Larry Smith, the founder and editor of SMITH, is nudging you to tell him your story. If you’re still working on the 800-page version, then you might want to take time out to pen a Six-Word Memoir or submit a 100-word answer for SMITH’s popuLIST. Or don’t write anything, just read what other contributors have written. “Storytelling,” says Smith, “has never been easier, more democratic—and, on the good days, interesting.”
From all over the world, Elizabeth Armstrong Moore gathers intimate stories that illustrate humanity’s common themes. She publishes them online as Quickies (300 words or less), Stories (750 to 1,500 words), or answers to 20 Questions. Some of the submissions to Common Ties are recorded for podcasts, and some are eventually selected to appear in printed anthologies.

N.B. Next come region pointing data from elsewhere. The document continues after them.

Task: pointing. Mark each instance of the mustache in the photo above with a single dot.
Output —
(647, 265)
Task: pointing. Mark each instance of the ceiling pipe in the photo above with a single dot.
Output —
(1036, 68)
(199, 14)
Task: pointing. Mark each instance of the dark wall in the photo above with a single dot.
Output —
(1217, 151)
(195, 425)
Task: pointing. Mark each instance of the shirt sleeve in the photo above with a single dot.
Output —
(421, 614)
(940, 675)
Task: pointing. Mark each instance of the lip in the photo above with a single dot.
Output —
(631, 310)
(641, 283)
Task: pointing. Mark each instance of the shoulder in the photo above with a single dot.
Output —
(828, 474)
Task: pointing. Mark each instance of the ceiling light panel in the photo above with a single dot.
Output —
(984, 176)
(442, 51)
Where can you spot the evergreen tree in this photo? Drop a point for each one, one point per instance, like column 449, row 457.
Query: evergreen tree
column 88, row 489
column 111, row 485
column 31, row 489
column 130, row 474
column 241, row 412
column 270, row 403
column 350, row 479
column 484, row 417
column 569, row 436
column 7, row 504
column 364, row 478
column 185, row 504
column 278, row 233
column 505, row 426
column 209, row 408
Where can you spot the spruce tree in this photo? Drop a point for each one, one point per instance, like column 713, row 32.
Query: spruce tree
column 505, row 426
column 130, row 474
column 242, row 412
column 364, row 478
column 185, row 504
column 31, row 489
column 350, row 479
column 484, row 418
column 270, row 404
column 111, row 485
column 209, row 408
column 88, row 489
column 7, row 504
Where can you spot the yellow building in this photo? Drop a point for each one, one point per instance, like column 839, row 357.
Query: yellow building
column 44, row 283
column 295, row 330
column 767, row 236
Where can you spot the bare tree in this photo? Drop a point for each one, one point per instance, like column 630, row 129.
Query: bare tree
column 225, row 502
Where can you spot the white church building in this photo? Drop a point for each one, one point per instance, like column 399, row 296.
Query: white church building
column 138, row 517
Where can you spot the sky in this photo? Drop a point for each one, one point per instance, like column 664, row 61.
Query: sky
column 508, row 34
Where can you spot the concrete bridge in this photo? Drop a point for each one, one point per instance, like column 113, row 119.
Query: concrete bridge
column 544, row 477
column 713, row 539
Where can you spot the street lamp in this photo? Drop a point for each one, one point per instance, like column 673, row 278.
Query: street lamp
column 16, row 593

A new adventure of stalwart DC Comics, Zuda is holding a monthly competition that allows readers to choose which among 10 selected entries will become a new series. Any comic creator can upload a concept consisting of eight screens for consideration by Zuda editors.
This endeavor calls itself “a literary magazine for people with short attention spans and over-abundant curiosity.” Katherine Sharpe collects personal nonfiction on assigned topics for 400 Words and publishes it on the Web and in print.
You say you’re not a writer? Then keep your eyes peeled for a bizarre scrap of flotsam, bring it home, scan it, and submit it to FOUND with a brief caption. “We collect it all,” says Jason Bitner, “—love letters, birthday cards, kids’ homework, to-do lists, poetry on napkins, doodles—anything that gives a glimpse into someone else’s life.” Caution: For voyeurs only!